È questo che desideri? Una vita di sofferenza soltanto perché Fersen ti ha rifiutata?”
sputo parole e rabbia con la consapevolezza fin troppo chiara di star perdendo la mia proverbiale pazienza.

“Taci! Non ti azzardare a dire altro! Tu non sai niente... niente...”
la sento minacciarmi, vedo il fuoco sul fondo delle sue iridi azzurre, ma non voglio fermarmi, non ora che la resa dei conti è vicina, e non desisto neppure quando, approfittando di un istante di distrazione, le riesce di divincolare le braccia, seppur ancora strette tra le mie mani, quel tanto da indirizzare contro il mio petto una serie di spinte che mi fanno barcollare all'indietro.

“Ti vivo accanto da una vita intera, non è necessario che tu parli per comprendere cosa ti passa per la testa.”
ribatto stancamente, avvilito da un'indolenza che mi toglie le parole.

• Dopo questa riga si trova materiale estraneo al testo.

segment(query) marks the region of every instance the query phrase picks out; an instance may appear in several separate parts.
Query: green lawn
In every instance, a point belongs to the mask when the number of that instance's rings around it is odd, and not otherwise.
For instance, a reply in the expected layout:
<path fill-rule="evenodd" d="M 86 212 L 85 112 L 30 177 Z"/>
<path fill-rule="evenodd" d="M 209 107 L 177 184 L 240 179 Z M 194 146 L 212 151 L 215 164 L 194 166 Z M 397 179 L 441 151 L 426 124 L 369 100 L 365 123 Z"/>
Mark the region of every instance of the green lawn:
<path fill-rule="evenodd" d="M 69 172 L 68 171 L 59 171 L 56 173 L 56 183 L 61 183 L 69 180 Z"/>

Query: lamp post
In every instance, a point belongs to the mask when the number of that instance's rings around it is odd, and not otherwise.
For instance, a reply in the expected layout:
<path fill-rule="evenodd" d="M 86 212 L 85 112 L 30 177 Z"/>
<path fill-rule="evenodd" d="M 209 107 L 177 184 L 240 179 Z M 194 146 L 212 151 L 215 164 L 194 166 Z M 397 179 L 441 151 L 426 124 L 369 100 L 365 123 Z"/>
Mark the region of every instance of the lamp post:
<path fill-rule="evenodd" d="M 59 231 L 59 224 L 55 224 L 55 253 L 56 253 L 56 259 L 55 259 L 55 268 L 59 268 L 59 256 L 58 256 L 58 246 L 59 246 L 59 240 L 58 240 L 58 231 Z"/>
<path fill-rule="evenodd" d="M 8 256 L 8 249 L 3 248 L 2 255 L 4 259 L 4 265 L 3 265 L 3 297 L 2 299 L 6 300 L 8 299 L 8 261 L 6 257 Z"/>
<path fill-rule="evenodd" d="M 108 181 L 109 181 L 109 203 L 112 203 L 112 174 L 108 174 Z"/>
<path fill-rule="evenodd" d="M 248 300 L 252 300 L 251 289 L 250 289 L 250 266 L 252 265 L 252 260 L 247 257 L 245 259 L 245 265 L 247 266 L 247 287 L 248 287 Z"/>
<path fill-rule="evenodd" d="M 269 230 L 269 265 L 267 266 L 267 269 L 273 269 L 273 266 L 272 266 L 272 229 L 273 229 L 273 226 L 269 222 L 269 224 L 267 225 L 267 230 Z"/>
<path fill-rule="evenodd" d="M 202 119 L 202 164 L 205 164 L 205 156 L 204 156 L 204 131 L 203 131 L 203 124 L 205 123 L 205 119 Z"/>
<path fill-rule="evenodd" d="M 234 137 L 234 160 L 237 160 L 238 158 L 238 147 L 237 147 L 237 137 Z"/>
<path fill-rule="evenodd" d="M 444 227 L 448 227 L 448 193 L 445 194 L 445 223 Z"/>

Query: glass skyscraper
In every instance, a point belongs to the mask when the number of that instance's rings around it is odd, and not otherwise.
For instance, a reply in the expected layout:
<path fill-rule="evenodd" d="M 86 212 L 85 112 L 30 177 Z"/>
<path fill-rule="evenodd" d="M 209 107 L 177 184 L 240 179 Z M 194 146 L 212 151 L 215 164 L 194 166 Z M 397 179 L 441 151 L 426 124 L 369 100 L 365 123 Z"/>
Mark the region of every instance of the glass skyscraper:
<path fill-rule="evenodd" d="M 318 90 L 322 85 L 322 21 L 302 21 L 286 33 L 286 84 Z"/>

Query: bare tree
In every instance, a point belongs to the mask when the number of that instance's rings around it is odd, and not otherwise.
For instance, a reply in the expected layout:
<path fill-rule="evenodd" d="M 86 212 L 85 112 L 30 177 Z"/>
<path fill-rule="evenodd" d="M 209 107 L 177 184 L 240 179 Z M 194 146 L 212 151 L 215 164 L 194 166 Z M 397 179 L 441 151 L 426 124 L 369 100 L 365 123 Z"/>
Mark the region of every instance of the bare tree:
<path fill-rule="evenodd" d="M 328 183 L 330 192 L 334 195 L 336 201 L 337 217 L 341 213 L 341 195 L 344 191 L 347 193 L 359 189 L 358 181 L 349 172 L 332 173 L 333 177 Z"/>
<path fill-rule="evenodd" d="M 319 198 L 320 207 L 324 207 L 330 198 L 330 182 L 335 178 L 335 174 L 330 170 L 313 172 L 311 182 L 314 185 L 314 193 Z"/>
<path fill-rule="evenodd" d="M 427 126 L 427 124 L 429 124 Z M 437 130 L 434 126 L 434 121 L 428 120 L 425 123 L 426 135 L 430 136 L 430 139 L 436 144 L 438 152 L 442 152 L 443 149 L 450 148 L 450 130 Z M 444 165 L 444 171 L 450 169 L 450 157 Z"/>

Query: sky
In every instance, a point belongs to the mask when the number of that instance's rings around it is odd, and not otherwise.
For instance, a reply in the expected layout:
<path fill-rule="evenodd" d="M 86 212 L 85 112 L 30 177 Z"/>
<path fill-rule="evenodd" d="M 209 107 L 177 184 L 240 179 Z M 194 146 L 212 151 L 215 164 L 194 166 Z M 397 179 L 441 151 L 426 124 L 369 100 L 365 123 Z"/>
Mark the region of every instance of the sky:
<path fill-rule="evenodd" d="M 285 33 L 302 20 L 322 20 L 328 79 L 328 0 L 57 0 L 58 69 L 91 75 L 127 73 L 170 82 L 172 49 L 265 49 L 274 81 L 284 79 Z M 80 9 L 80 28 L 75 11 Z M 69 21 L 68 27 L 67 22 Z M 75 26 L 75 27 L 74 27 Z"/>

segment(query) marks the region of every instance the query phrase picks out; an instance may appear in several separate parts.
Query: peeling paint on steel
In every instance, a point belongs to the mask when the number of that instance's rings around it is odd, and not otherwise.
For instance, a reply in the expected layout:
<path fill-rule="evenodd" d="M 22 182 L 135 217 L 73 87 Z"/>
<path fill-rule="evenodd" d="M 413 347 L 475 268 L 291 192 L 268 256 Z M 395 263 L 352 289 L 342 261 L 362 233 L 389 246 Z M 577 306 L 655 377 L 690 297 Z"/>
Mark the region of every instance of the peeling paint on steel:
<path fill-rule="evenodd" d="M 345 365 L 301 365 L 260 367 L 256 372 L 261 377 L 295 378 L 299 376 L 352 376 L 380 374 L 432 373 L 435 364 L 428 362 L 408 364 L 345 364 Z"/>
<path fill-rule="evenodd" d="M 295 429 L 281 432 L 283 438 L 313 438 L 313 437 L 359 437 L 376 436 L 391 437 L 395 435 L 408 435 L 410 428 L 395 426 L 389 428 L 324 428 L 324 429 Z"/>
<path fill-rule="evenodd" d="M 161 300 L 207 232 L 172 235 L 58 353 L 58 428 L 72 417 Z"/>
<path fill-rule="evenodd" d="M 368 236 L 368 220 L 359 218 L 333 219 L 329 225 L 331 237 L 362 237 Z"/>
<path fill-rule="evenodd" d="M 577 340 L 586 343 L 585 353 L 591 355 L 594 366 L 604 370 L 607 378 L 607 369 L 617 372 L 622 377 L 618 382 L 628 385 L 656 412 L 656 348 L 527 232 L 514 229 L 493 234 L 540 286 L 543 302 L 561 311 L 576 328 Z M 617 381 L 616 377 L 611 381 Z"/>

“Non ce ne sarà più bisogno, da questo momento non dovrai più occuparti di me.”
afferma con una sicurezza che non mi convince, sarà per lo sguardo velato da quel fulgore che somiglia alle lacrime, o per la movenza repentina del suo corpo, quando lentamente si discosta dal mio, ma poco importa quale sia il reale motivo, ciò che mi interessa è combattere fino alla fine, così come non mi è mai stato possibile fare.di se
Lascio la presa attorno ai tuoi polsi e lo schiaffo che infliggi alla mia guancia destra è così forte da farmi dolere perfino l'orecchio, ma la mia reazione al tuo gesto è veloce quanto la tua mano e senza ombra di dubbio inaspettata.
Ti guardo, e ti sorrido con l'amarezza di chi non ha più nulla da perdere e prima che tu possa dire alcunché poso i miei palmi ai lati del tuo volto.

“Sei soddisfatta?”
ti domando chinandomi verso il tuo viso, mentre faccio scivolare le dita di entrambe le mani dietro il tuo capo, insinuandole tra i tuoi capelli.
Premo delicatamente i pollici sulle tue gote e tu mi osservi disorientata cercando nei miei occhi qualche tipo di risposta ch'io a parole non posso darti, ma che forse potrai trovare tu stessa a ridosso della mia bocca che ho posato con decisione sulla tua.
Ti bacio con l'esasperazione di un desiderio tenuto in catene per troppo tempo e la prima cosa che fai è afferrarmi i polsi, così come io avevano fatto con i tuoi, nel tentativo di liberarti delle mie mani che ti attirano ancor di più contro le mie labbra.
Ma non mi lascio distrarre, anche perché la forza che impieghi in tale azione sembra indebolirsi di secondo in secondo, per cui seguito a baciarti, come ho soltanto immaginato in questi anni, e quando la voglia mi si presenta ai margini delle labbra, con prepotenza, mi spingo oltre, pretendendo da te un contatto maggiore, ed è a questo punto che sento la tua bocca dischiudersi ed offrirmi quel sapore che ora so essere dolce e pericoloso come la più potente delle droghe.
Mi baci, copiando quei movimenti che ti sono sconosciuti, ma che sembra tu stia imparando rapidamente, mentre le tue mani abbandonano i miei polsi per raggiungere il mio capo, dove le tue dita si intrecciano ai miei capelli e mi spingono ancor di più nella tua bocca.